Belgians use more bikes and public transport to go to work
The latest Federal Mobility Public Service study on home-to-work travels in Belgium shows a growth in the use of bicycles (+43%) and public transport (15%) since 2005. Still, 65% of Belgian citizens use their car to go to work. The worst pupil in terms of alternative mobility is Wallonia. Due to poor public transport connections and badly maintained or non-existent cycling paths, 83% of the citizens of the south use their cars to go to work.
Since 2005, the Federal Mobility Public Service studies the Belgians’ habits in terms of home-to-work travels. This fifth survey gathers data from 2017 and it shows a good progression for alternative mobility solutions. Globally, the share of car use for home-to-work travels has gone from 66,8% in 2005 to 65% in 2017.

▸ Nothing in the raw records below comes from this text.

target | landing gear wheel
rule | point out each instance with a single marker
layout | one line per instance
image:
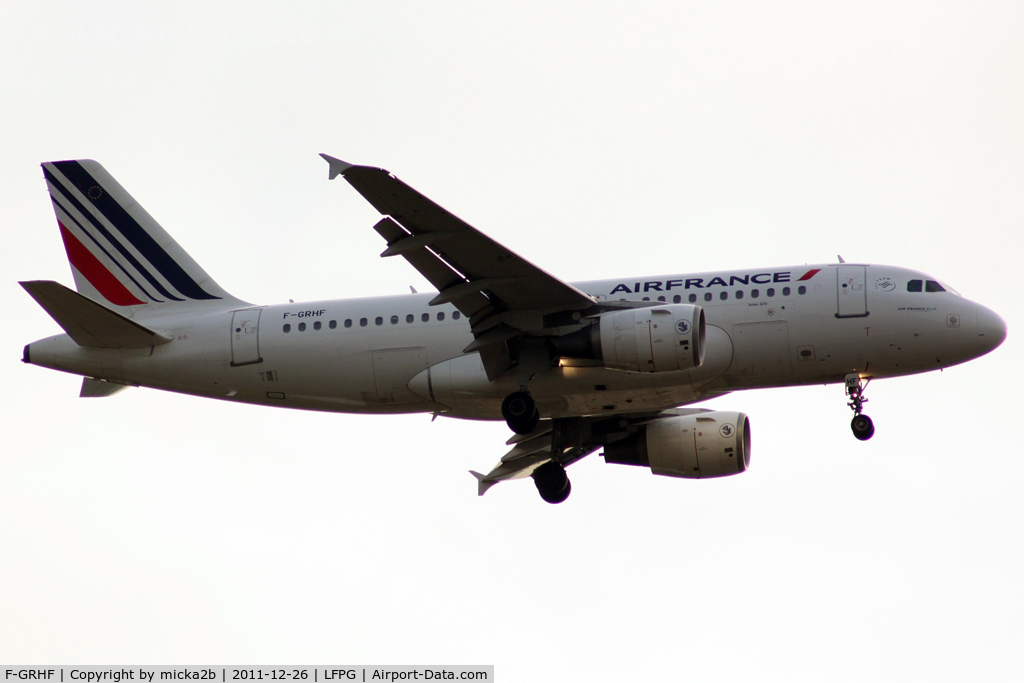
(520, 413)
(552, 482)
(862, 427)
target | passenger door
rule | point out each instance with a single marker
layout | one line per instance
(851, 292)
(245, 337)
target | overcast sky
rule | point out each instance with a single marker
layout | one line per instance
(598, 140)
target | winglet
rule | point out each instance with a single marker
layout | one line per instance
(481, 483)
(338, 167)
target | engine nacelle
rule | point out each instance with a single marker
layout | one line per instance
(692, 446)
(660, 339)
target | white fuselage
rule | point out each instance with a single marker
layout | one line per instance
(398, 354)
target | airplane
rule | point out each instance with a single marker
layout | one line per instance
(570, 368)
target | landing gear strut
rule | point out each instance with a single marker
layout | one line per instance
(862, 426)
(520, 413)
(552, 482)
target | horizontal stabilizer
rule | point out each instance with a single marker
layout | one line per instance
(88, 323)
(99, 388)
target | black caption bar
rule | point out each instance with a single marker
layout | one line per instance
(221, 674)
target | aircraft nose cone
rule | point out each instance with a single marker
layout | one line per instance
(991, 329)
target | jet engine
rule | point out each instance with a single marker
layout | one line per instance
(659, 339)
(693, 446)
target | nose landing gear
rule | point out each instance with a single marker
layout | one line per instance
(520, 412)
(861, 425)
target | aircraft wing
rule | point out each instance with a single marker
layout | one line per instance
(502, 293)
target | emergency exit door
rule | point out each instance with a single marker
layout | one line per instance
(245, 337)
(851, 292)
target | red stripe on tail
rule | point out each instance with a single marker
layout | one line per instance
(95, 272)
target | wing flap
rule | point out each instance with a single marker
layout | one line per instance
(472, 255)
(88, 323)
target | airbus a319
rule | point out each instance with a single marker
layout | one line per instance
(612, 365)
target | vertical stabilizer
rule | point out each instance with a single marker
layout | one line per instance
(119, 255)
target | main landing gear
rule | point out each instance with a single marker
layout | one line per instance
(862, 426)
(520, 413)
(552, 482)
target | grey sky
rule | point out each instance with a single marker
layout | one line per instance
(597, 140)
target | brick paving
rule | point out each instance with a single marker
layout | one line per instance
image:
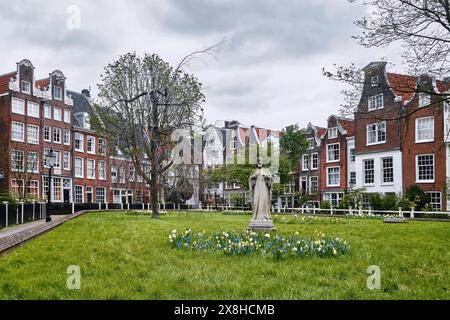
(13, 236)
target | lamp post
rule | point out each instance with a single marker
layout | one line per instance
(50, 160)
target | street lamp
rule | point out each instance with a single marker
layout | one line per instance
(50, 160)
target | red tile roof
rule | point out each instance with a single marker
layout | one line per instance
(4, 81)
(403, 86)
(43, 83)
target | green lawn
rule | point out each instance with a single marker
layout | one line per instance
(125, 256)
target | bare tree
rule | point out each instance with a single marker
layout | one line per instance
(143, 100)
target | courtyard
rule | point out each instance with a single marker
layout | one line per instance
(128, 256)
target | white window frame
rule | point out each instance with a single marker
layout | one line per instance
(377, 130)
(332, 133)
(58, 90)
(92, 138)
(328, 155)
(417, 168)
(15, 103)
(312, 161)
(373, 102)
(33, 109)
(328, 177)
(78, 175)
(66, 116)
(36, 136)
(77, 134)
(15, 134)
(28, 90)
(305, 162)
(417, 129)
(57, 118)
(47, 111)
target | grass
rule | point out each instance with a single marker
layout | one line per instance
(127, 256)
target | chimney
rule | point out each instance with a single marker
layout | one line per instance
(86, 93)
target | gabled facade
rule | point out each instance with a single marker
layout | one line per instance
(333, 156)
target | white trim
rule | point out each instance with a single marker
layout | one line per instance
(327, 173)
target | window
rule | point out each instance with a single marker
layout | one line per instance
(387, 168)
(333, 177)
(66, 116)
(78, 194)
(66, 137)
(57, 93)
(376, 102)
(352, 155)
(121, 175)
(101, 146)
(33, 109)
(47, 131)
(25, 86)
(352, 180)
(33, 162)
(56, 135)
(18, 131)
(305, 162)
(100, 195)
(314, 161)
(56, 189)
(333, 197)
(369, 171)
(313, 185)
(374, 81)
(424, 129)
(114, 174)
(424, 99)
(91, 169)
(425, 168)
(79, 142)
(376, 133)
(435, 200)
(131, 173)
(79, 167)
(332, 133)
(47, 111)
(310, 143)
(32, 134)
(333, 152)
(17, 187)
(18, 106)
(66, 161)
(90, 144)
(17, 161)
(102, 169)
(33, 189)
(57, 114)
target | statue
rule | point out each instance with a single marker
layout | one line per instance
(260, 183)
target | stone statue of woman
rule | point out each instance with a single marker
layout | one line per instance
(260, 183)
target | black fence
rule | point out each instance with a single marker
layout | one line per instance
(12, 214)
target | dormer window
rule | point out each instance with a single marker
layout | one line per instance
(424, 99)
(376, 102)
(25, 87)
(374, 81)
(332, 133)
(57, 93)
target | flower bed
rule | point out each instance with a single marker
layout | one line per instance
(303, 219)
(247, 243)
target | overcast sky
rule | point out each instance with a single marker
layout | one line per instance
(268, 73)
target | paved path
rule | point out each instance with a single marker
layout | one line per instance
(13, 236)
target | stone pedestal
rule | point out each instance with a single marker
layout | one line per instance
(261, 226)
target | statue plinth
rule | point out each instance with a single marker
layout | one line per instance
(261, 226)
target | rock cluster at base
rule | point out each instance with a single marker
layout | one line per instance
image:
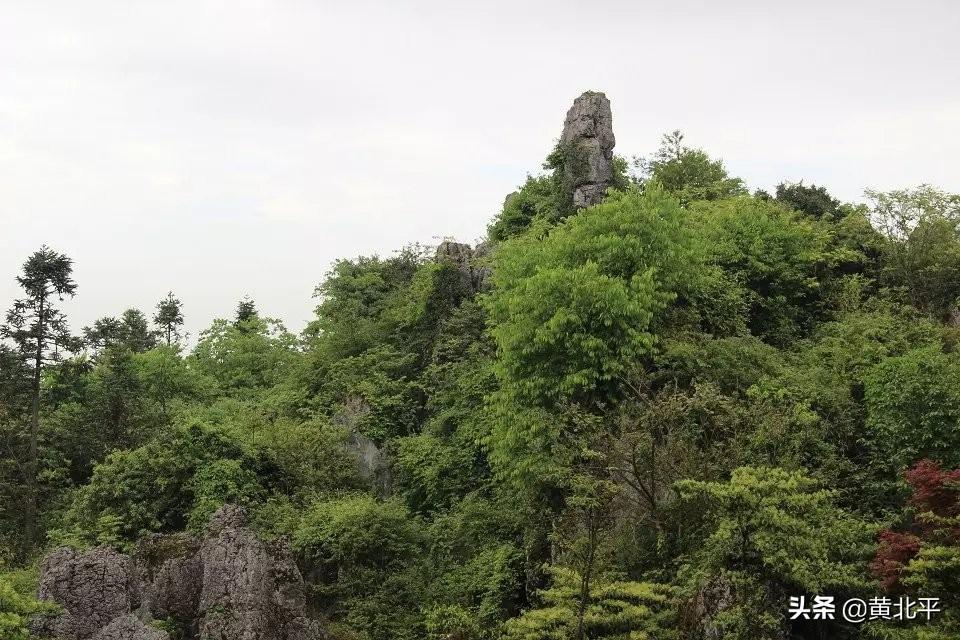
(229, 585)
(588, 142)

Bicycle use in Brussels: +259%
Helped, certainly, by the gain in interest for electrically assisted bicycles, the share of bicycle usage has increased all over the country. Since 2005, it progressed by 43%. Still, everywhere but in Flanders (17%) its modal share is little (4,4% in Brussels, 1,6% in Wallonia). Today, one trip out of ten is done on a bicycle.
Whereas the use of bicycles is booming in the capital (+259), it still falls back in Wallonia. “In the south, cycling paths are in a bad shape or badly located”, declares Luc Goffinet from the non-profit Gracq. There is some light at the end of the tunnel, though. Wallonia announced a budget increase for bicycles from 15 to 50 million.
‘Infrastructure is the major issue’
“There’s been an improvement in infrastructure, but we’re still very far from having continuous and secure paths”, adds Mr Goffinet. The Walloon and Federal politic specialist adds that the small ring road for bikes, regional cycling paths and the bike-ready RER/GEM aren’t there yet.
“The major issue is the infrastructure. But traffic also has to be reduced. People also need a secure place to store their bicycles. This will help them to take the leap”, he adds.
Public transport vs. cars
In twelve years, the share of use for trains has increased by 11,6% while other public transport solutions gained 15%. Today, those coming into Brussels by train (34%) are nearly as many as those who take their cars. The four-wheeled vehicle lost 20% in the capital.
Yet, again, Wallonia goes the other way. Compared to 2005, the use of cars in the region grew from 80,4 to 83%. The train is only used for four trips in 100. Employees are complaining about bad network connections. Six out of ten believe that the timetable isn’t adapted to the working life. As many complain about delays.
It goes without saying: choices made by the companies impact the habits of their employees. The most obvious one is the localisation. Then come the incentives for alternative mobility. Three-quarters of workers in Wallonia and Brussels benefit from a bicycle allowance. They’re nine out of ten in Flanders. 53% of Walloon employees and 65% of those in Brussels have free access to public transport.
In addition to providing covered bicycle locks and showers, these measures tend to increase the use of public transport (+14%) and bicycles (+31%). Flexible working hours and homeworking have also helped to reduce congestion. The latter one cuts car trips by 2,4% in Wallonia and 5,9% in Brussels.